CSK skipper Mahendra Singh Dhoni felt many "things went wrong" for his side.
"We started well, were right on the mark for the first 10-12 overs. Then, a few catches were dropped, a few misfields, the death over bowling wasn't great. We don't have bowlers who hit the deck, it was slightly tough on them," Dhoni said.
Dhoni said he would prefer a one-on-one meeting with his players rather than a team meeting.
"We do have one-on-one plans, we needed to know where we could cut-off the boundaries, which batsmen to target, a boundary less or two could have made a difference to a 10-12 run over or a 7-run over. We needed to build some momentum, but we need to know when to plan for those," he said.

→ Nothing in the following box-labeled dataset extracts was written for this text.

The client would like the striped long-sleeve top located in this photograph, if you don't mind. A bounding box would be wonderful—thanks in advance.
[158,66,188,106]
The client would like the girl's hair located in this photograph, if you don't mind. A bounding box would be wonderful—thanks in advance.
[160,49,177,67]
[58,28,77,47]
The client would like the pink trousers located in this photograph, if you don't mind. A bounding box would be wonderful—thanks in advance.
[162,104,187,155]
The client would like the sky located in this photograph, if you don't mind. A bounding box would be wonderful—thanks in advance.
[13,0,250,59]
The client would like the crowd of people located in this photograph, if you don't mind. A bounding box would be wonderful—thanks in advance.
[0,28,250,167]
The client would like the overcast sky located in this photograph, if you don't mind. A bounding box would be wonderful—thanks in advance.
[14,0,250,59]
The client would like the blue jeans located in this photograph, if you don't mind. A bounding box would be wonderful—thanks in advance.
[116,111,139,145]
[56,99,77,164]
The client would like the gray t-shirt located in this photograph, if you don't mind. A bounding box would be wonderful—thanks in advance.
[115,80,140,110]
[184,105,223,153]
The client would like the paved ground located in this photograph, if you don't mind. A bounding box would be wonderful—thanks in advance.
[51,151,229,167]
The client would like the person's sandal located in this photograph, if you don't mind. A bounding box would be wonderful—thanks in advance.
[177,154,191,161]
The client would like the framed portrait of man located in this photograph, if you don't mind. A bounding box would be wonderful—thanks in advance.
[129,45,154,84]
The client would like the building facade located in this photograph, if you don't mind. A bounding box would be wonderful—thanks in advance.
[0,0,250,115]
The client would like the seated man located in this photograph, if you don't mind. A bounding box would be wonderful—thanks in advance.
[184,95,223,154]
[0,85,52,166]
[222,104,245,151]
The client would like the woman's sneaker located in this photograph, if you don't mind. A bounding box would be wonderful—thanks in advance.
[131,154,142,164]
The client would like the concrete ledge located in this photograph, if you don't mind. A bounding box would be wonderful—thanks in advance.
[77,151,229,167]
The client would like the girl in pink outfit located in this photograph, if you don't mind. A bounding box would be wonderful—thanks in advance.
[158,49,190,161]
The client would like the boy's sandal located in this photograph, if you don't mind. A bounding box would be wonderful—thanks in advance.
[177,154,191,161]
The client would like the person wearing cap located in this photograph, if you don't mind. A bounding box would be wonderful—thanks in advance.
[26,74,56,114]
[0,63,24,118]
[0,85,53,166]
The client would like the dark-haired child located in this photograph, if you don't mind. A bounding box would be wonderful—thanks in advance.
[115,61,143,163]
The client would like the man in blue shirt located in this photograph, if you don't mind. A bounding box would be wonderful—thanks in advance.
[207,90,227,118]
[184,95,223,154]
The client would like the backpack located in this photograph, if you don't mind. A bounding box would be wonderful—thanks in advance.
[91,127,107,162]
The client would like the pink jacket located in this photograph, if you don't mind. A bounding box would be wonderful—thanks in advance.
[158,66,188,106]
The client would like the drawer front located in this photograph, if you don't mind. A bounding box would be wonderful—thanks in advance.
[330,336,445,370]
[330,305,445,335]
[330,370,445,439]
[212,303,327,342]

"It is a tough thing - this so-called momentum, it doesn't really matter, a good start from the bowlers will make things tight, once you set the tone, the game goes along in that flow."
On the injuries to some of his players, Dhoni said, "We don't have a few players. Bravo has a hamstring injury, David Willey is not there, he has his own problems. Lungi Ngidi is not with us as well, we will have to look at the pitch and then decide on the right combination."
MI captain Rohit Sharma was delighted with the result.
"We don't want the headache of winning every game at the back-end of the tournament. It becomes very tough. I thought 170 was a fighting total because there was something in the pitch," he said.
"If we knock a few wickets with the new ball, we'll be in the game. That's probably why I can't find a game-changing moment in this 40 overs."
MI's West Indian batsman Kieron Pollard called Pandya "phenomenal" and explained his role in the current set-up.
"(Hardik) is phenomenal. For us, it is just about encouraging him and giving him that opportunity. He practices like that. The Pandya boys have been batting well, so being the more experienced guy, I have to take the initiative and try to do well whenever I come in."
Asked why he was not bowling, Pollard said, "That's a question you'll have to ask the skipper. I think as a team we strive on momentum."